Momoi Haruko, famous for her work as a voice actress and as a pioneer of the denpa musical genre with unit UNDER17, released a volume of her memoirs on January 26th, 2007 entitled AkihabaLOVE – Akihabara to Isshoni Otona ni Natta – (“I became an adult along with Akihabara”). To commemorate the book’s release she held a signing event on that date in the only place it would be appropriate, and Livedoor’s anime news blog was there to cover the event with some nice pictures and an interview that gives an interesting glimpse into both the mind of a woman dubbed the “queen of Akihabara” and the district’s unique development over the past 15 years. Read on for translated excerpts.

Question: do you think the people who come to Akihabara have changed?

Momoi: While the part of the “Electric Town” known as Sotokanda still sees many of the same customers it did in the old days, I get the feeling there are a lot of new faces along Shouwa-doori (one of the main streets in Akihabara).

I don’t want to go along this theme too much because I sound like an old man (smiles), but it’s true that before the nineties the main draw of the district was to radio buffs and people who modded old game machines.

With the DOS/V boom and the self-built PC boom of the mid-nineties the stores began to shift from radio and solid-state electonics to PC parts. It was probably a nuisance to the radio buffs, in hindsight.

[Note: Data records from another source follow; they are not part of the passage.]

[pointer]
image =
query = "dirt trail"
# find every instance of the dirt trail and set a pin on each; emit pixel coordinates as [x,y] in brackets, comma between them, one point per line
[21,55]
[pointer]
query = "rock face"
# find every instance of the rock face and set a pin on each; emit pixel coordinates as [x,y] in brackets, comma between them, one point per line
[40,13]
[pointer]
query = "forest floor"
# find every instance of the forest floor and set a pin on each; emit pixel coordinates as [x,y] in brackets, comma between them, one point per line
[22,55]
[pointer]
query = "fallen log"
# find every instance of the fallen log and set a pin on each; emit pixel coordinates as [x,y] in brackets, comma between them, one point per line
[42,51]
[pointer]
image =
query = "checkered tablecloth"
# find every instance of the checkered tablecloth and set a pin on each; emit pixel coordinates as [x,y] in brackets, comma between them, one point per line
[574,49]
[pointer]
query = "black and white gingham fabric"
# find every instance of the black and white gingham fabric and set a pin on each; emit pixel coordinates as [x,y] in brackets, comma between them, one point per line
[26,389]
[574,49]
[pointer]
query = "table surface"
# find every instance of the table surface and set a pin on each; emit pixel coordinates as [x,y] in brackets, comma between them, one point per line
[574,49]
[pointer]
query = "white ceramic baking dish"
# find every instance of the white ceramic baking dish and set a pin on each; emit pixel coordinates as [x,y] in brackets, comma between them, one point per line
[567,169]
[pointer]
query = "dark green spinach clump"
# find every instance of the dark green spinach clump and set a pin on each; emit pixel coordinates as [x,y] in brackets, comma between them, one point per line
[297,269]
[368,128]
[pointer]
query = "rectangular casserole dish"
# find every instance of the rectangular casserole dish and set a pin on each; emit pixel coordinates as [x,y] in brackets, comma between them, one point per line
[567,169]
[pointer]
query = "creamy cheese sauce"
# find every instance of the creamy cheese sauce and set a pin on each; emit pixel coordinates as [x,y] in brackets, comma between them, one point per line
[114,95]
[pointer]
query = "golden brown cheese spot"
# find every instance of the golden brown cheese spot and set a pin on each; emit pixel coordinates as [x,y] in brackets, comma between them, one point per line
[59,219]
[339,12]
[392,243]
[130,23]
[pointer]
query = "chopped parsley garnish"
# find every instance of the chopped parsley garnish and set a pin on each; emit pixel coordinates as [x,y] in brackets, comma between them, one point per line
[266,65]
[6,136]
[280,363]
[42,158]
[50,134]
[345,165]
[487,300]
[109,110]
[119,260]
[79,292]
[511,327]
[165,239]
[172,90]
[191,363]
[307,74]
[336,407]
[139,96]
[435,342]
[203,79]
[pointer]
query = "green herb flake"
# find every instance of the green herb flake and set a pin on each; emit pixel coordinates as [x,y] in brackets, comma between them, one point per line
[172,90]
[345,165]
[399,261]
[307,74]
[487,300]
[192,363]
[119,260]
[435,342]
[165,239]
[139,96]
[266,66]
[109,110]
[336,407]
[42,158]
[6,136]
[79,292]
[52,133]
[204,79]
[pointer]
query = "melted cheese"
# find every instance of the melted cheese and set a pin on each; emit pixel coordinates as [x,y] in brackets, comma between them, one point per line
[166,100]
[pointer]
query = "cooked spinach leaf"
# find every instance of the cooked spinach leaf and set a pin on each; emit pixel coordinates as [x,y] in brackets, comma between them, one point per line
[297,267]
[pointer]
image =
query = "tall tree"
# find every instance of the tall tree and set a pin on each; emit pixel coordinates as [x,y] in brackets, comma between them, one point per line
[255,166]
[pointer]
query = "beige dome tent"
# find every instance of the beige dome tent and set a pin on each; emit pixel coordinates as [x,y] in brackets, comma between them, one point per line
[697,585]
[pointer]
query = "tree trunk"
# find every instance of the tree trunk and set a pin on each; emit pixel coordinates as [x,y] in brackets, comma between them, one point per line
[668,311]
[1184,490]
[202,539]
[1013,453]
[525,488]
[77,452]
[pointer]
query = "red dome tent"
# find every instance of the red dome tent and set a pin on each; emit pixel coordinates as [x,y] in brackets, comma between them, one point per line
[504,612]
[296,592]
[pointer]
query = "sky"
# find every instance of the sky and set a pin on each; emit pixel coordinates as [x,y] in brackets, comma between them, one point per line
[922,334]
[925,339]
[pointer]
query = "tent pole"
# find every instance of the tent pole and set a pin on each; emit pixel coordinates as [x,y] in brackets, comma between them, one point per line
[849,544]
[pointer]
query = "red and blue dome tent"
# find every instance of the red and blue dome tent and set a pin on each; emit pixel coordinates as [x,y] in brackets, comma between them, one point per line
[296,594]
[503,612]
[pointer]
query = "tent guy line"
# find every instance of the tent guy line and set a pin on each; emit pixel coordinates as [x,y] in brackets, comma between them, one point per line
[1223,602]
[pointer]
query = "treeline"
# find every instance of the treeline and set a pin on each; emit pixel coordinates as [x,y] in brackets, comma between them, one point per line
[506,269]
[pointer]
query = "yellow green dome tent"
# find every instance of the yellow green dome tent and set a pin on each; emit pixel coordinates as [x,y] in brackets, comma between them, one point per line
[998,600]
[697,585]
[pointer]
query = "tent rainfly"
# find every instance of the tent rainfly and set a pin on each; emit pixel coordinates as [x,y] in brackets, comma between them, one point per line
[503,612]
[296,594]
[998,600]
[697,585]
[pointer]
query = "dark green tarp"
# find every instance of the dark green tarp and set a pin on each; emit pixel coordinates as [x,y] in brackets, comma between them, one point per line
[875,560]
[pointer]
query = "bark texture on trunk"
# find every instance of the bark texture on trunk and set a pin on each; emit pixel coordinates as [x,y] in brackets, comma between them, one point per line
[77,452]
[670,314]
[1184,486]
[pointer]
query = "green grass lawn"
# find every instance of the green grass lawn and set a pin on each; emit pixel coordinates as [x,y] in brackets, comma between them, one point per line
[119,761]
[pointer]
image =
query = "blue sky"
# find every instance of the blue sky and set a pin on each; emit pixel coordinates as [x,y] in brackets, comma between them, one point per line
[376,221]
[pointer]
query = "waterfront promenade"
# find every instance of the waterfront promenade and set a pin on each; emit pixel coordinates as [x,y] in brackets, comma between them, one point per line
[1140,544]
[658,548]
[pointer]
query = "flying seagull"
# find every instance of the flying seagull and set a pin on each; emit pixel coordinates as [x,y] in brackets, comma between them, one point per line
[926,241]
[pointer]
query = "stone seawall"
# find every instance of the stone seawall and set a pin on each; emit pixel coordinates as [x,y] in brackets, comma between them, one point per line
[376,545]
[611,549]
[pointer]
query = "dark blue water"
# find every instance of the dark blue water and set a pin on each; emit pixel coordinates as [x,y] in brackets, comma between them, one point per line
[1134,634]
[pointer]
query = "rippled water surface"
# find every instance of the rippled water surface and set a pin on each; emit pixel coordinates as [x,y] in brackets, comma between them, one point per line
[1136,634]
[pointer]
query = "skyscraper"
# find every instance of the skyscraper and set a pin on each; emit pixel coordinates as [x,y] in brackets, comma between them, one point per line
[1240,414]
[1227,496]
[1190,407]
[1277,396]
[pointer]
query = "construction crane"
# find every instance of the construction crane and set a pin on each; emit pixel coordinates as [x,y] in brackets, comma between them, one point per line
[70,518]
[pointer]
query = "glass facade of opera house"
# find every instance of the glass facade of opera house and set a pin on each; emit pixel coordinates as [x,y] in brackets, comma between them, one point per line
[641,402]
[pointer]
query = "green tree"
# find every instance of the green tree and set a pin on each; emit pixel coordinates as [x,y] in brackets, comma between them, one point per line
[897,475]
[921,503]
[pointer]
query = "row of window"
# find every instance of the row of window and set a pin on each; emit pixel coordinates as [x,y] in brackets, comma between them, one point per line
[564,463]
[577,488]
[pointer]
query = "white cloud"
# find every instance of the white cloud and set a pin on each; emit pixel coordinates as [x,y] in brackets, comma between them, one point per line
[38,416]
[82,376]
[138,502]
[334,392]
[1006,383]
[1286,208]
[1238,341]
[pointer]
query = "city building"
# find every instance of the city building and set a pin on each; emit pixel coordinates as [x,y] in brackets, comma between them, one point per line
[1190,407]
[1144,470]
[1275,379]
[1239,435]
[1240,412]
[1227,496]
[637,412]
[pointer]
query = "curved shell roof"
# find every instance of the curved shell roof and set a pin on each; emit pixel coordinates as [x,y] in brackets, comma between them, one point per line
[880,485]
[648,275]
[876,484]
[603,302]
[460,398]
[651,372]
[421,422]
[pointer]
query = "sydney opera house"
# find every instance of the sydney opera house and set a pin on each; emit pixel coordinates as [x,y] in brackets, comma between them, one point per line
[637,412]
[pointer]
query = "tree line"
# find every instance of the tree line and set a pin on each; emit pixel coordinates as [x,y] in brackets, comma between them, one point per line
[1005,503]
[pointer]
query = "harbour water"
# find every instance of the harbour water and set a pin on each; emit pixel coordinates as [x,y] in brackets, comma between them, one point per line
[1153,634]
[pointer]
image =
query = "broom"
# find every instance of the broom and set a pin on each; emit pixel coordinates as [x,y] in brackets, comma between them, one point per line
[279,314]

After that, with the arrival of fighting games the number of game stores (arcade and console) increased exponentially as well. This led to game maniacs coming to Akiba in increasing numbers, which I think may have brought the anime fans in on their coattails.

As a result, stores selling anime laserdiscs proliferated, drawing even more anime fans to the district. As a result of this and the games boom, stores in Akihabara gradually shifted from hardware to software-focused. This had a symbiotic effect on the type of customers who came there.

Around this time, mail order and online shopping began to emerge as a serious factor. In the past, the main draw of Akihabara was that it sold “maniac” hobby electronics that couldn’t be acquired via other means, but when the stores there started accepting orders via mail the need to come there to buy the parts in person disappeared.

So what did that mean for the district? Well, you can’t buy services over the internet, which is why I think the maid cafes began to spread. At present, I’d say that Akihabara has become a service district.

In the past, customers came to buy hobby items, but now instead of things they come here in search of experiences. For example, it seems like nowadays Akihabara hosts idol events on a daily basis. That kind of service can’t be bought over the internet, so fans come here to seek it out.

Maid cafes are a natural result of this, and don’t feel out of place to me at all.

Question: do you think the atmosphere surrounding otaku has also changed?

Momoi: Yes, I think that might be the case. The sort of stereotypical otaku you used to see have gradually lessened in numbers. Actually, I’ve been thinking I’d like to open a clothing store here in Akihabara (smile).

To tell you the truth, I rather enjoy choosing clothes for men. There are a lot of people out there who would really shine with a bit of polish. With a bit of advice, if they would start caring more about their appearance they could live a life where being known as an otaku wouldn’t have to feel like a weakness.

So, I’d like to open that sort of shop to give them a hand. Not cosplay, mind you – regular clothes that you could go anywhere wearing without feeling embarassed! That’s the kind of style I’d like to give.


ed. damn you Momoi, now I want to read your book.